Deputy of the Congress of the Union for the 1st district of Quintana Roo
- In office 1 September 1976 – 31 August 1979
- Preceded by: Sebastián Uc Yam
- Succeeded by: Pedro Joaquín Coldwell

Personal details
- Born: 19 May 1918 Payo Obispo, Quintana Roo, Mexico
- Died: 17 March 1996 (aged 77) Mexico City, D.F., Mexico
- Party: PRI

= Carlos Gómez Barrera =

Mexican politician

Carlos Gómez Barrera (19 May 1918 – 17 March 1996) was a Mexican musician, composer, politician, and trade-union leader. He was born in Payo Obispo (now Chetumal), Quintana Roo, on 19 May 1918 and died in Mexico City on 17 March 1996.

==Education==
Carlos Gómez Barrera began his elementary studies in the city of Chetumal. He later transferred to Mexico City and began studies at the National School of Agriculture in Chapingo, which he did not complete as a result of health problems.

==Career==
On 1 May 1958 he was elected general secretary of the composers section of the International Federation of Film Production in Mexico, a position to which he was later reelected for eight consecutive periods.
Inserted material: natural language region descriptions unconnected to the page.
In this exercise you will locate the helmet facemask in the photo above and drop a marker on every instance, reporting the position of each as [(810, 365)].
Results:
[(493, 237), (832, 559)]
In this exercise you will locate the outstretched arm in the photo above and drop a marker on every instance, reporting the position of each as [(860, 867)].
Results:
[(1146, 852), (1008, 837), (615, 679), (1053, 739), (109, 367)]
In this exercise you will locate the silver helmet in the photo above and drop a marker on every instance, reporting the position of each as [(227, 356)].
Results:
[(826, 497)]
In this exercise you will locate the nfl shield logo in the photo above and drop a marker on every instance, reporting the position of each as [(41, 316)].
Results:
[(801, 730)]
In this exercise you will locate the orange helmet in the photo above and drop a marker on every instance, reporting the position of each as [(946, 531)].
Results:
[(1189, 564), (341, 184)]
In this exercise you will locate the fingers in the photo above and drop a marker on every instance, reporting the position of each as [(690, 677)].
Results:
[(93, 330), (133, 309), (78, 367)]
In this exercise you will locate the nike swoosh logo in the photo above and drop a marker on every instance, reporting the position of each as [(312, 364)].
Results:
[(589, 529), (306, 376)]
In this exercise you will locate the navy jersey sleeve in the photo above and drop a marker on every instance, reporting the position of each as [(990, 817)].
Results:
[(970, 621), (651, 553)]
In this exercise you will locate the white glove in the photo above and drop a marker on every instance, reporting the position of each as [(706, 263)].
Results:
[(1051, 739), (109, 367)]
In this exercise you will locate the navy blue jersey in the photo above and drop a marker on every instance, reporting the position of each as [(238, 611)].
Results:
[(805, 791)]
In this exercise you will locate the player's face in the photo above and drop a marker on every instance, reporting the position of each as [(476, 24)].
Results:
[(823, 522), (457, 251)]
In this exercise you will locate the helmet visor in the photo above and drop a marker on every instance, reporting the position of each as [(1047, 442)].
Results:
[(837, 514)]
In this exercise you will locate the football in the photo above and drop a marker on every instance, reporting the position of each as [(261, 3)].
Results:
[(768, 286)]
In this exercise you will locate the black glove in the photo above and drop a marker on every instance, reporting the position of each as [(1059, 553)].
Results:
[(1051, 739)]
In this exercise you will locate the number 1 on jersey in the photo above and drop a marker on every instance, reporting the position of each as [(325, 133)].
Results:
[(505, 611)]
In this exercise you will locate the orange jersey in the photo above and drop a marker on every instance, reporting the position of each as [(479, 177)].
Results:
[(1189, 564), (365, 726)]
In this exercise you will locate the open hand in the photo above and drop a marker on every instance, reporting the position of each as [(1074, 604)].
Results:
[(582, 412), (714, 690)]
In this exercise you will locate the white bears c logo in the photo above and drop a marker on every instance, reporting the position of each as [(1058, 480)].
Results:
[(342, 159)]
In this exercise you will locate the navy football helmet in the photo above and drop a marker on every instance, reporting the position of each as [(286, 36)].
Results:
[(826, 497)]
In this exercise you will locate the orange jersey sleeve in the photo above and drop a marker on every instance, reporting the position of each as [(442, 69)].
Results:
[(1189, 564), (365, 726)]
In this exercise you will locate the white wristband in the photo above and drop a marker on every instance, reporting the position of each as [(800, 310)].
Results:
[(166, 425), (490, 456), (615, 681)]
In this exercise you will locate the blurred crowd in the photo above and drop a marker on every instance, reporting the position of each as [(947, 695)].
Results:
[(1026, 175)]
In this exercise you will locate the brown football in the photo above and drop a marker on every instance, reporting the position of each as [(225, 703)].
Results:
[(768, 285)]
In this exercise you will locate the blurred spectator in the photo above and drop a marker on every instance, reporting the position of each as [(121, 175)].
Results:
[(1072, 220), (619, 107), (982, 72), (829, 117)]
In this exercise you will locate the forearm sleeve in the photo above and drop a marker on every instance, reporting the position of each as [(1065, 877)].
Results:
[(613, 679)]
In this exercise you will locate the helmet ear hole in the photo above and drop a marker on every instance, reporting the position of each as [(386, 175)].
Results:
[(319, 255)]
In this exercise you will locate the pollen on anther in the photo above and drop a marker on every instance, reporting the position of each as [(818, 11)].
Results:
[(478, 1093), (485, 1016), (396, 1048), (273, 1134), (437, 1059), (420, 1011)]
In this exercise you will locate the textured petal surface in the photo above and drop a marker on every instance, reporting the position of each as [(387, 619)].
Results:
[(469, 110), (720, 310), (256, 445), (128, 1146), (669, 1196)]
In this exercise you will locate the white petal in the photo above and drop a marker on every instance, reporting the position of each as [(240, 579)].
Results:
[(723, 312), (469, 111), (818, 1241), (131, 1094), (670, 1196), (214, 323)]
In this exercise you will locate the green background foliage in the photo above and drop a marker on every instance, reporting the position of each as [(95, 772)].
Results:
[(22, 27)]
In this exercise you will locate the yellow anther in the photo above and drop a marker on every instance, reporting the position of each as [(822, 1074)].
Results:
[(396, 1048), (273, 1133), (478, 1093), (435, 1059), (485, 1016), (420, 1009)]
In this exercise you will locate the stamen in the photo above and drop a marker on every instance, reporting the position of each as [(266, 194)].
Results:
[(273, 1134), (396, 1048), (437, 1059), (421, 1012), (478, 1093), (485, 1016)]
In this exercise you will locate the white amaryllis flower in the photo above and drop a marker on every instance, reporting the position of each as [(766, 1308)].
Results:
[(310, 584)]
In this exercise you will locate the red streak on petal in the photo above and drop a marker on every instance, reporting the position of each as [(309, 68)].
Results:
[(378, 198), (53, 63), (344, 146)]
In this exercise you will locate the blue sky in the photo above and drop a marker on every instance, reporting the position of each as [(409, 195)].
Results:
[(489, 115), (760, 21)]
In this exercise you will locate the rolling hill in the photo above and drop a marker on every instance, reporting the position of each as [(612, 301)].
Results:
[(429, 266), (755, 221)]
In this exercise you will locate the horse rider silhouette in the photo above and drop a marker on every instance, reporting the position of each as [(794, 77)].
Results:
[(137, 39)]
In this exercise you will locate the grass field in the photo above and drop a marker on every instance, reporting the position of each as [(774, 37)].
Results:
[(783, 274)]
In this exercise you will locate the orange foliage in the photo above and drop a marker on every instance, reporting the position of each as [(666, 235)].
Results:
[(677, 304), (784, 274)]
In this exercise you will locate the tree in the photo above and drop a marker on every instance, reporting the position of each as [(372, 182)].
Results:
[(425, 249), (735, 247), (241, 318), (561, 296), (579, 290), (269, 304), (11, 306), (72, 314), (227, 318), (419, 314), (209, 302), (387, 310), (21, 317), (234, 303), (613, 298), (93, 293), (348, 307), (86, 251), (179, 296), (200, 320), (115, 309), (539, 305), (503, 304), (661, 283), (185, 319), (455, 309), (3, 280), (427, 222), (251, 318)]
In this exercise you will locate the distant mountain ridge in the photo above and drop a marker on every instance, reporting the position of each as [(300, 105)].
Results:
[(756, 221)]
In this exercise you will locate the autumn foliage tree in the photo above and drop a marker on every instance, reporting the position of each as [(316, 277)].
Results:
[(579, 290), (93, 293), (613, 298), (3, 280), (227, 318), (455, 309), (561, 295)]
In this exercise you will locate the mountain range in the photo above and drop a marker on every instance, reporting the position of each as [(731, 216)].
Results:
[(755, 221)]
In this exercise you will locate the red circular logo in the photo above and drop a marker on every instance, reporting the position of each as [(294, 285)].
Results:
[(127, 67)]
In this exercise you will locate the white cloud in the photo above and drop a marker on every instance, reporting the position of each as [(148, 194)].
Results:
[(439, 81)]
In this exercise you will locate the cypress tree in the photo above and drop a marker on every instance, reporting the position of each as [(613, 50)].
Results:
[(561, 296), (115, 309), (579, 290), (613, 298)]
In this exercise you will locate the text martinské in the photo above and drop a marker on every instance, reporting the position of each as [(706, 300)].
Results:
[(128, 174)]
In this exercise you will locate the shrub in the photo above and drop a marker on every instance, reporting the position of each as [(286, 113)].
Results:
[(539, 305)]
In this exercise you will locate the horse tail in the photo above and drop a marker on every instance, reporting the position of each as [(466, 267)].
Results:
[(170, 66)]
In addition he was general secretary of the syndicated miso for two periods, from 1968 to 1970 and from 1976 to 1978, plus he was the first president of the Federation of Mesoamerican Authors, producers and performers.

He was elected to the Chamber of Deputies for the 1st district of Quintana Roo, representing the Institutional Revolutionary Party (PRI). He served from 1976 to 1979 during the 50th session of Congress. He was declared a favored son (hijo predilecto) of Quintana Roo on 17 November 1973.

==Works==
He soon became completely dedicated to musical compositions. His first composition was La Marcha for the Quintana Roo reserves. He entered this song into a contest to select the national march for the reserves. This event was organized by El Universal in 1943. Barrera placed tenth nationally and first for Quintana Roo. He later compiled other compositions dedicated to his native town including: Leyenda de Chetumal (Legend of Chetumal), Cozumel, Navidad en Isla Mujeres (Christmas in Mujeres Island), Mi homenaje a Cancún (My tribute to Cancun), Inútil es fingir (Useless to pretend), Milagro de amor (Miracle of love), Falsos Juramentos (False oaths), Que me castigue Dios (That God would punish me), Mentira (Lie), Tú eres mi destino (You are my destiny) and Por un puñado de oro (For a piece of gold).